Using the Corporation as a Mere Conduit or Alter Ego:

Where the capital stock is owned by one person and it functions only for the benefit of such individual owner [rather than the business interest for which the corporation was formed], the corporation and the individual should be deemed the same. Arnold v. Willets and Patterson, Ltd., 44 Phil. 634 (1923). When corporation is merely an adjunct, business conduit or alter ego of another corporation [i.e., operated for the benefit of the business enterprise of the other corporation, and not for its own benefit], the fiction of separate and distinct corporation entities should be disregarded. Tan Boon Bee & Co. v. Jarencio, 163 SCRA 205 (1988). Unlike in fraud piercing, alter ego piercing does not require establishing fraud or wrongdoing, but only that the corporate personality has been used as an instrumentality for the personal agenda of its controlling shareholder. Lipat v. Pacific Banking Corp., 402 SCRA 339 (2003).

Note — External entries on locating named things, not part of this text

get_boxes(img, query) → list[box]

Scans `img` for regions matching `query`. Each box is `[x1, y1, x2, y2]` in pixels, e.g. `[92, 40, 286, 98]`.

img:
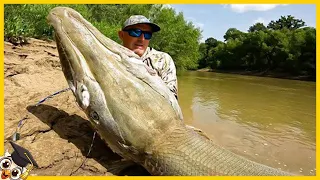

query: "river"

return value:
[178, 71, 316, 175]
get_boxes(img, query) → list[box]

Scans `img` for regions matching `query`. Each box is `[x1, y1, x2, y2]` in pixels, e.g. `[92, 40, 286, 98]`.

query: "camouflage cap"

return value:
[122, 15, 160, 32]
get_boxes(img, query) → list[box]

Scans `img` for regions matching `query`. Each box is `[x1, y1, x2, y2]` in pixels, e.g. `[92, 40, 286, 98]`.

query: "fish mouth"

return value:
[1, 170, 10, 179]
[47, 7, 182, 160]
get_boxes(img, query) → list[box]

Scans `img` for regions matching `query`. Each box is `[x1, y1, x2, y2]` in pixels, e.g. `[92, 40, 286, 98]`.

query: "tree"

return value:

Strong/Solemn Juridical Personality

While not in fact a person, the corporation is treated through fiction by the law as though it were a person—an artificial person distinct and separate from its shareholders. Remo, Jr. v. IAC, 172 SCRA 405 (1989). Shareholders are not co-owners of corporate assets; the transfer of corporate assets to the shareholders by way of dissolution is an act of conveyance and not a partition among co-owners. Stockholders of F. Guanzon and Sons, Inc. v. Register of Deeds of Manila, 6 SCRA 373 (1962). Execution pending appeal may be allowed when "the prevailing party is already of advanced age and in danger of extinction," but not in this case a corporation whose "juridical entity's existence cannot be likened to a natural person—its precarious financial condition is not by itself a compelling circumstance warranting immediate execution and does not outweigh the long standing general policy of enforcing only final and executory judgment." Manacop v. Equitable PCIBank, 468 SCRA 256 (2005).